Inspired lately by Ayurvedic cooking we buy a half pound of fresh butter to turn into ghee that evening.
And in the dark we bike up to a clandestine spot overlooking the city. In the morning, we are visited by some friendly animals.
They seem to want to eat anything that gets close to them but they were only able to get down some mandarin peels and some leftover cilantro. Contrary to popular belief, goats don’t like dates.
Around noon it begins to rain and we decide to check into a hostel to avoid getting wet. It costs 140 dirhams ($17.00) for our own room. Here we rest while the rain comes down outside. It is the third day it has rained on us since we arrived in Europe 40 days ago, not bad for wintertime.
On our way out of the hostel we met an Argentinian guy heading to South Africa. We were very excited to meet him as we are planning to do the same journey next year. You can follow him on Facebook at Ruta Libra Africa
. We will be watching closely as not many people head down the west coast of Africa on bikes!
Our way out of Chefchaouen to the coast took us down a steep canyon.
Just like every small town in America has at least one small church, every town in Morocco has a small Mosque.
That evening we camped overlooking the Mediterranean.

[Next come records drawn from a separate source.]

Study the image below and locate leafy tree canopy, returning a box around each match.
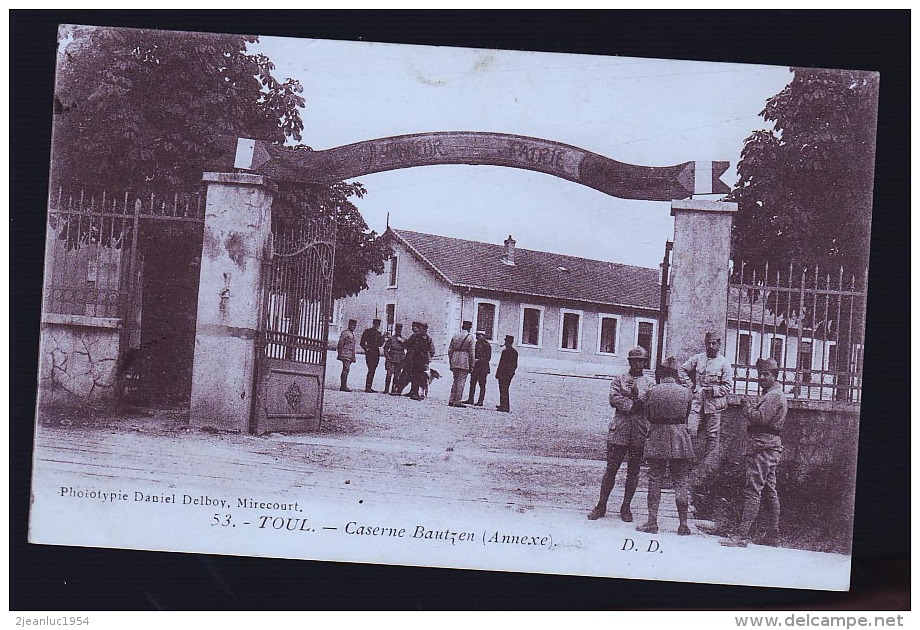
[728,68,878,276]
[51,26,388,297]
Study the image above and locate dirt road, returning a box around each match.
[27,362,849,589]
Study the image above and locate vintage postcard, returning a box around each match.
[29,25,879,590]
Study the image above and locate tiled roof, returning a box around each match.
[389,228,661,310]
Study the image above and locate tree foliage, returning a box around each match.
[51,26,387,297]
[728,68,878,274]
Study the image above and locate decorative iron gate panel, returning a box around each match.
[251,217,336,434]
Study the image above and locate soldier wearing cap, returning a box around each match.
[396,322,434,400]
[361,319,383,394]
[720,358,789,547]
[677,331,734,510]
[636,357,694,536]
[383,324,406,394]
[447,321,475,407]
[495,335,518,413]
[464,330,492,407]
[588,346,655,523]
[336,319,358,392]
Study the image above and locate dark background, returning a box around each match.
[9,10,911,611]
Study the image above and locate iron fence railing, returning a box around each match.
[44,190,205,318]
[725,263,866,403]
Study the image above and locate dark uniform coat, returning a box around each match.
[607,372,655,446]
[645,382,695,459]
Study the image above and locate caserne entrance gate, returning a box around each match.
[251,217,336,433]
[190,136,736,433]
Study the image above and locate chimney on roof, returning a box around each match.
[502,234,517,265]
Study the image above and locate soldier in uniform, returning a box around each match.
[396,322,434,400]
[336,319,358,392]
[464,330,492,407]
[383,324,406,394]
[677,331,734,510]
[361,319,383,394]
[588,346,655,523]
[495,335,518,413]
[719,358,789,547]
[636,357,694,536]
[447,321,475,407]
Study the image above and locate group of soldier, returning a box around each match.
[447,321,518,413]
[337,319,517,412]
[337,319,788,547]
[336,319,434,400]
[588,332,788,547]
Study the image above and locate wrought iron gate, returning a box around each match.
[251,217,336,434]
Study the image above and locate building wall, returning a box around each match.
[456,292,658,374]
[329,243,459,355]
[39,314,121,409]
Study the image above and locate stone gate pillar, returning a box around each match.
[664,199,738,362]
[189,173,273,432]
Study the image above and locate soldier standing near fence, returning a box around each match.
[361,319,383,394]
[588,346,655,523]
[678,331,734,514]
[447,321,476,407]
[636,357,694,536]
[336,319,358,392]
[383,324,406,394]
[464,330,492,407]
[719,359,789,547]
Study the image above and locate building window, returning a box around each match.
[799,340,814,381]
[329,300,342,326]
[518,306,543,348]
[387,256,399,289]
[384,302,396,335]
[735,333,751,365]
[597,315,620,354]
[559,309,582,352]
[636,317,655,365]
[473,298,498,341]
[824,341,837,372]
[770,337,785,366]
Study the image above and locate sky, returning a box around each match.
[251,37,792,268]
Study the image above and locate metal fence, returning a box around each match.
[262,216,336,365]
[44,190,205,318]
[725,263,867,403]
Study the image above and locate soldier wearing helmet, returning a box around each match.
[720,359,789,547]
[636,357,694,536]
[677,331,734,515]
[588,347,655,523]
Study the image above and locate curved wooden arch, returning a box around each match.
[236,131,729,201]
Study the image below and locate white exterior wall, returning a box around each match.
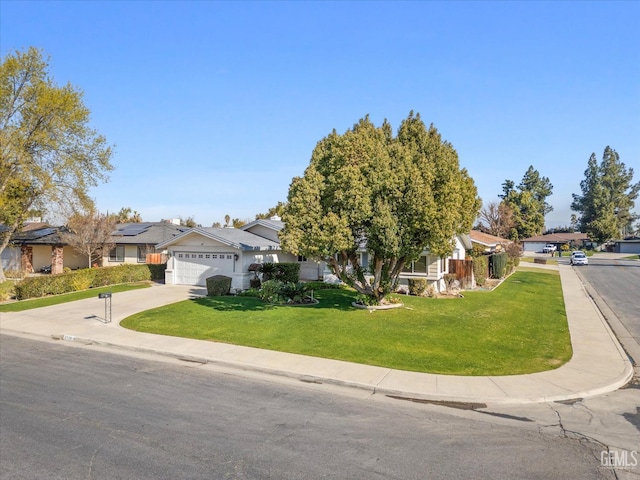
[522,242,547,253]
[616,242,640,253]
[63,245,89,270]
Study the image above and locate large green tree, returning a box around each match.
[571,146,640,243]
[0,47,113,281]
[280,112,480,303]
[499,166,553,241]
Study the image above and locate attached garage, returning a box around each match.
[174,251,234,286]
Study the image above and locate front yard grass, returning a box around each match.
[121,271,572,375]
[0,282,151,312]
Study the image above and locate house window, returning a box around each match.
[138,245,151,263]
[359,252,369,268]
[109,245,124,262]
[402,255,427,273]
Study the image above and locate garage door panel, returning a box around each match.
[175,252,233,285]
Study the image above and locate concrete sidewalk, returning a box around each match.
[0,265,633,405]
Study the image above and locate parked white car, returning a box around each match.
[569,250,589,265]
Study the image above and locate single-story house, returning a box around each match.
[469,230,513,253]
[613,236,640,254]
[2,223,88,273]
[324,235,472,292]
[156,218,322,290]
[521,233,595,252]
[156,217,471,291]
[102,222,189,267]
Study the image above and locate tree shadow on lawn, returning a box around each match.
[191,289,355,312]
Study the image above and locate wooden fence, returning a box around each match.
[449,259,473,288]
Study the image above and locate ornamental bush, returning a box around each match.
[207,275,231,297]
[408,278,427,296]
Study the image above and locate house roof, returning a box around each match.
[156,227,280,251]
[522,232,589,243]
[20,222,51,232]
[111,222,189,245]
[240,217,284,232]
[11,226,67,245]
[469,230,513,247]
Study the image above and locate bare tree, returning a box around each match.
[62,212,116,268]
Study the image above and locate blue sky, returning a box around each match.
[0,0,640,227]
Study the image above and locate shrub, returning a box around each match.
[505,242,522,267]
[408,278,427,296]
[274,263,300,283]
[0,280,15,302]
[489,253,508,278]
[444,273,457,291]
[305,280,346,290]
[258,280,282,303]
[207,275,231,297]
[278,282,309,303]
[258,262,276,282]
[238,288,260,298]
[473,255,489,282]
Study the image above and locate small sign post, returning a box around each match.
[98,292,111,323]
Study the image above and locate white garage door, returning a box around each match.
[174,252,233,286]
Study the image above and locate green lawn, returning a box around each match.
[121,271,571,375]
[0,283,151,312]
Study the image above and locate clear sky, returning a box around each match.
[0,0,640,227]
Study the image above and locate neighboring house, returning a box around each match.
[2,223,88,273]
[102,222,189,267]
[521,233,595,252]
[613,236,640,253]
[469,230,513,253]
[156,219,320,290]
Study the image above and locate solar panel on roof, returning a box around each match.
[114,223,151,237]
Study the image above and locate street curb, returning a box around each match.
[0,329,634,406]
[576,266,640,368]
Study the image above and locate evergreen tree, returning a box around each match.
[571,146,640,243]
[280,112,480,303]
[499,166,553,241]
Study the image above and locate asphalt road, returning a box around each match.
[574,258,640,344]
[0,336,612,480]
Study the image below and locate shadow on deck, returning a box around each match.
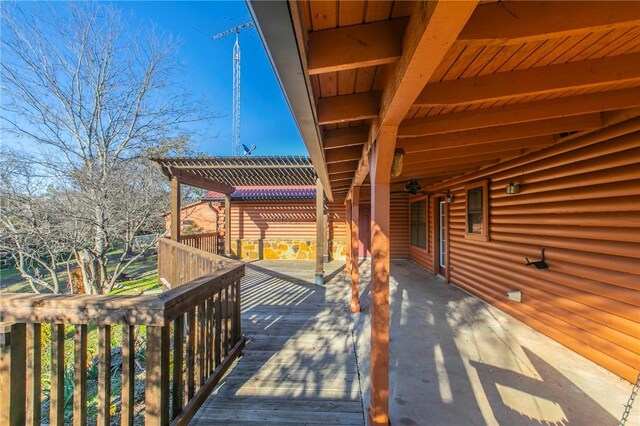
[192,261,364,425]
[354,260,640,426]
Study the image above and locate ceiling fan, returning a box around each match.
[392,179,453,202]
[392,179,428,195]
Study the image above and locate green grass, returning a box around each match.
[111,272,161,295]
[0,250,158,294]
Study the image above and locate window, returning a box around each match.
[464,181,489,241]
[411,199,427,249]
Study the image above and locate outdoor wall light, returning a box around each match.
[507,182,520,195]
[391,148,404,177]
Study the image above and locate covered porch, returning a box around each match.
[193,260,640,425]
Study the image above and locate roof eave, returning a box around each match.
[246,0,333,201]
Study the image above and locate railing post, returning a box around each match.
[49,324,65,425]
[145,325,169,425]
[0,324,27,425]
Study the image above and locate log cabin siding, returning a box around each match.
[410,126,640,381]
[230,201,346,241]
[389,194,409,259]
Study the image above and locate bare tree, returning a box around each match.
[1,2,210,293]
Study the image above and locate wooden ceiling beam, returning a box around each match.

A local offered to take us in but we had already set up the tent and so were able to persuade him to let us camp.
The next evening it began to pour around dusk. Luckily their was a campground less than a mile from us. It cost us 70 dirhams ($9.00)
From there we rode five kilometers short of Tangier Med, a huge recently constructed port from which our ferry to Barcelona was scheduled to leave the next day. As the sun set, the views of the straight of Gibraltar were spectacular.
And the next morning we rode down to the port, ready for our ferry to Barcelona!